Brain tumors are the most common solid tumor diagnosed in childhood that account for significant morbidity and mortality. New therapies are urgently needed; hence, we conducted the first ever prospective open-label phase II trials of the biological response modifier, poly-ICLC, in children with brain tumors. Poly-ICLC is a synthetic double-stranded RNA that has direct antiviral, antineoplastic, and immune adjuvant effects. A total of 47 children representing a variety of brain tumor histopathologic subtypes were treated with poly-ICLC. On the basis of the results of the initial phase II trial, an expanded prospective phase II trial in low-grade glioma (LGG) has been initiated. MRI was used to acquire volume-based measures of tumor response. No dose-limiting toxicities have been observed. In the initial study 3 of 12 subjects with progressive high-grade gliomas (HGGs) responded, and 2 of 4 children with progressive LGG experienced stable disease for 18 to 24 months. In the follow-up LGG phase II study, 2 of 5 LGG patients were stable over 18 months, with 1 stable for 6 months. Overall 5 of 10 LGG patients have responded. On the basis of low toxicity and the promising LGG response, poly-ICLC may be effective for childhood LGG, and the results justify biomarker studies for personalization of poly-ICLC as a single agent or adjuvant.
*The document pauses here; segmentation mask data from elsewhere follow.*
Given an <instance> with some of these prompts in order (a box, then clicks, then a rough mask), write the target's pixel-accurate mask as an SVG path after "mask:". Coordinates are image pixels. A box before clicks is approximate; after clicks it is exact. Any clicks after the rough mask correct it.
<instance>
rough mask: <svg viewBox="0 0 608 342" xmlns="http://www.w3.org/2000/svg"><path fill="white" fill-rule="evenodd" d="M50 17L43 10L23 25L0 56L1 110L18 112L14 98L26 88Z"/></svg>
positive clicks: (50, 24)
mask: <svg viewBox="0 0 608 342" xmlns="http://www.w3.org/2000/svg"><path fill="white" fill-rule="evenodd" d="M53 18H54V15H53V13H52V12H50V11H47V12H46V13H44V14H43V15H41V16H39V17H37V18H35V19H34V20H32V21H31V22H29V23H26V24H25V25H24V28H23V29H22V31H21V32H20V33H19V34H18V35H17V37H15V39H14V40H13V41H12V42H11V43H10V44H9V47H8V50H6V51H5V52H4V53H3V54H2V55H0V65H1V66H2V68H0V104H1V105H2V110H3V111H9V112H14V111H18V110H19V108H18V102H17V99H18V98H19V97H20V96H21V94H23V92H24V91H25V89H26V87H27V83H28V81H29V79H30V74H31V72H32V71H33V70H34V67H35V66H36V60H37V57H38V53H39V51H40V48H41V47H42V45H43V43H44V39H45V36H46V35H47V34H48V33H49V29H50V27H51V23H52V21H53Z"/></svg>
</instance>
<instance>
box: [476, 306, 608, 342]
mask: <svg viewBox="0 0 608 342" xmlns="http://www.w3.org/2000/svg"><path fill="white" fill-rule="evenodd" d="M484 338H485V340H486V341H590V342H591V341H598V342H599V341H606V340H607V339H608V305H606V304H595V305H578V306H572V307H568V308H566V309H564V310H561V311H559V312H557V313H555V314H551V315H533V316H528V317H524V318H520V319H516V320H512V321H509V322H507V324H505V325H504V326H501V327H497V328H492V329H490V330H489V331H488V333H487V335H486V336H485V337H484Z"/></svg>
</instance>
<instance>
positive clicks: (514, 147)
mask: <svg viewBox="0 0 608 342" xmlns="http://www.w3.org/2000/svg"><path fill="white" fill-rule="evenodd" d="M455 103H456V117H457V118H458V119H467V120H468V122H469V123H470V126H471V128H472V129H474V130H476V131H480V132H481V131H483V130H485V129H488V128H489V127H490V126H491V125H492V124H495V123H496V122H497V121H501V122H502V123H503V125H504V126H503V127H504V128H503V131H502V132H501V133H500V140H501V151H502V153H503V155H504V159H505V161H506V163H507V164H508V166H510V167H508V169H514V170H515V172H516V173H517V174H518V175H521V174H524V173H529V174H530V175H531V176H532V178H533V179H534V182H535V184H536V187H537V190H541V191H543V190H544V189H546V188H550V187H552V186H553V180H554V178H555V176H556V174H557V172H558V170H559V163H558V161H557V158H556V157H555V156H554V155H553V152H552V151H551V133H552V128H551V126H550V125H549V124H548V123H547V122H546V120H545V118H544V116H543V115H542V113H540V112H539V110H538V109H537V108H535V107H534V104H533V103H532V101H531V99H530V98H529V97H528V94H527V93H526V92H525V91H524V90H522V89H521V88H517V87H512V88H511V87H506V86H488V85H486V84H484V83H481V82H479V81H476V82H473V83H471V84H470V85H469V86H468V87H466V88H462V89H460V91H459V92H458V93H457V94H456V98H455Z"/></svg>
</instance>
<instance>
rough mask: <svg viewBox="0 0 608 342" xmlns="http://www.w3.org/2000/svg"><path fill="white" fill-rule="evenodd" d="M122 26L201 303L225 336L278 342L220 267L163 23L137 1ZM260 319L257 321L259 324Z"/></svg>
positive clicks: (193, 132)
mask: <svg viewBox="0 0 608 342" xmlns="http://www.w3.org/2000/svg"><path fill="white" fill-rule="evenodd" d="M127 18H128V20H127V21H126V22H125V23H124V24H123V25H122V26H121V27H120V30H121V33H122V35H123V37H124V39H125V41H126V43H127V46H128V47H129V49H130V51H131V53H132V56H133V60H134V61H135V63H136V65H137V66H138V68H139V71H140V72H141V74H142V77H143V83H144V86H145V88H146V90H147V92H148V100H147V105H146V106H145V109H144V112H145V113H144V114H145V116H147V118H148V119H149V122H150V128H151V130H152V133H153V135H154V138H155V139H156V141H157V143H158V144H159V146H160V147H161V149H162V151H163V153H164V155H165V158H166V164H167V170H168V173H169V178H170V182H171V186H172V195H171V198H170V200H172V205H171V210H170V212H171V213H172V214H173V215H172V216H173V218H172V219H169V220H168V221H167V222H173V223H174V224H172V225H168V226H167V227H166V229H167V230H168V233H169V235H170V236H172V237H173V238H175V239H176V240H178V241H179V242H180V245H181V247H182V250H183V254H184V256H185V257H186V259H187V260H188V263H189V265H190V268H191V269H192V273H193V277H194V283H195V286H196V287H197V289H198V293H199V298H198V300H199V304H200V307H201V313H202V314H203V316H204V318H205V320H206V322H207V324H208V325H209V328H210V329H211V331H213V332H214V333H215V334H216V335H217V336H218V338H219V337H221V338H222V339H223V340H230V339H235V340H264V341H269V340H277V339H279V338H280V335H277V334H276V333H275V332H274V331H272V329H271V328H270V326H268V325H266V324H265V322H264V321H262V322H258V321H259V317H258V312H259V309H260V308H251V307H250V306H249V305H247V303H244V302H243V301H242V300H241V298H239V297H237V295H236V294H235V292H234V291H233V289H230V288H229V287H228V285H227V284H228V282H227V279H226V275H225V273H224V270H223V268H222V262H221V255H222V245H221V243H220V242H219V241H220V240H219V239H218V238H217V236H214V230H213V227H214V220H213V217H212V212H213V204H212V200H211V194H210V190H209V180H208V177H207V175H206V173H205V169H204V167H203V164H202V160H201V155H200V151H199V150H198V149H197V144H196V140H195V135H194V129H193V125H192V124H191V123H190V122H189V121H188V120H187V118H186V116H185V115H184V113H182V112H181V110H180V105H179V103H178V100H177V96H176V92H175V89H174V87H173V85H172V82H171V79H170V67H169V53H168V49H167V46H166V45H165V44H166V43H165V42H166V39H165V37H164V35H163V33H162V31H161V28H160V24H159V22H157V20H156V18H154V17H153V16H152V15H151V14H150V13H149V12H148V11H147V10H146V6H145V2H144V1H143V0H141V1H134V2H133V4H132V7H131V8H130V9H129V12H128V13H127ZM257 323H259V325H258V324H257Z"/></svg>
Conflict of interest statement

A.M.S. is CEO of Oncovir and owns stock. Although he participated in clinical design of the study, he was not involved in any data collection or analysis. The remaining authors declare no conflict of interest.

Figures

FIGURE 1

Neuroradiographic changes after poly-ICLC treatment in a patient with progressive suprasellar chiasmatic low-grade glioma (indicated by white arrows). Baseline susceptibility weighted imaging (A) and T1-weighted axial (B) and coronal (C–D) postgadolinium sequences. After 3 months of poly-ICLC therapy the tumor showed increased hyperintensity on SWI (E) and on T1-weighted axial (F) and coronal (G–H) postgadolinium sequences consistent with focal areas of microhemorrhage that were not present pretreatment.